Horizontal writing is focused on amassing pages and words. When Dubus wrote horizontally, he wrote convinced that fiction was created through aggregation. Vertical writing, in contrast, values depth over breadth. Stories are written when they are ready to be written; they are not forced into existence by planning or excessive drafting. Horizontal writing seeks to move across the page; vertical writing seeks to dig into the page … . Curiously enough, by seeking to undermine the stereotype that writing is the result of inspiration, writers have fallen for the other, no less romantic opposite: that writing is factory work, and daily devotion is rewarded with final drafts. Both approaches are magical thinking. Vertical writing is no less work, but it is better work, work at the right time. It requires patience in the willingness to wait for a story to feel ready to be written, as well as the attention and focus necessary to inhabit the story once gestated.

Replace fiction and story with something like essay, piece, or work, and you have something that applies to nonfiction as well.

In my years of studying English, I learned to write literary criticism that removed any trace of personal interaction with the texts I read. Such academic writing is horizontal writing, and I became quite good at it. I can organize, analyze, and argue logically until the cows come home. But eventually that kind of writing wasn’t enough for me. I decided in my late 50s to go back to school to study psychology, and I ended up focusing on life stories. Life writing, by definition, demands personal involvement. Switching from my ingrained habit of impersonal writing to more personal, intimate writing has been a major challenge for me.

This concept of vertical writing gives me a new way to look at what I’m now working on, writing that values depth over breadth. After so many years of keeping myself at (my own) arm’s length, I’m trying to learn to drill down rather than expand sideways, to go deeper and see what I can learn about my world and myself. I never know what I truly think or believe about something until I’ve written my way through it.
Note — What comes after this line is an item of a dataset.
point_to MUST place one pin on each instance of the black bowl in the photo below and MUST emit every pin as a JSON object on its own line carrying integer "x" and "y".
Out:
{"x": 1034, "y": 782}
I’m in a different place in my life than Ripatrazone is in his. Because he teaches high school English and has twin daughters just under two years old, he does not have a lot of time to write. He says that focusing on vertical writing has allowed him to use his writing time with more satisfaction than before:

A vertical writing life is no easy life, but it is deeper, more worthwhile. I feel like I have more ownership over what I create. I am no longer concerned with numbers; no more spreadsheets of magazines that I hope to conquer as if publishing was a territorial battle. Writing is the slowest of games, the most methodical of the arts. Its parts are nearly infinite; its wholes cannot be tricked into existence.

His references to numbers and spreadsheets pulled me up short, because I’ve been carefully using Excel to track my output since I began my challenge of writing a blog post every day in 2015. After three months, I had just about convinced myself not to worry so much about the numbers. I will continue to record my numbers (because, after all, we live in the era of Big Data), but I’m not going to fixate on them so much.

I’m going to concentrate more on the writing than on the recording of numbers, because:

Vertical writing is not easy… . It is very possible, very easy, to be owned by our goals. To be owned by our next book. To be owned by the feeling that we are competing with a world that outmatches us. Vertical writing — vertical living — has convinced me otherwise. It has reminded me why I began to write as a child: the joy of discovery, the surprise of creation, the power of imagination. When I used to write horizontally, I filled boxes with chicken-scratched, multiple drafts. I was concerned with speed and number, acceptances and rejections. Now I am concerned with depth and discovery, and the result is that I live with stories in a deeper way.

I need to focus on living with my own writing in a deeper way.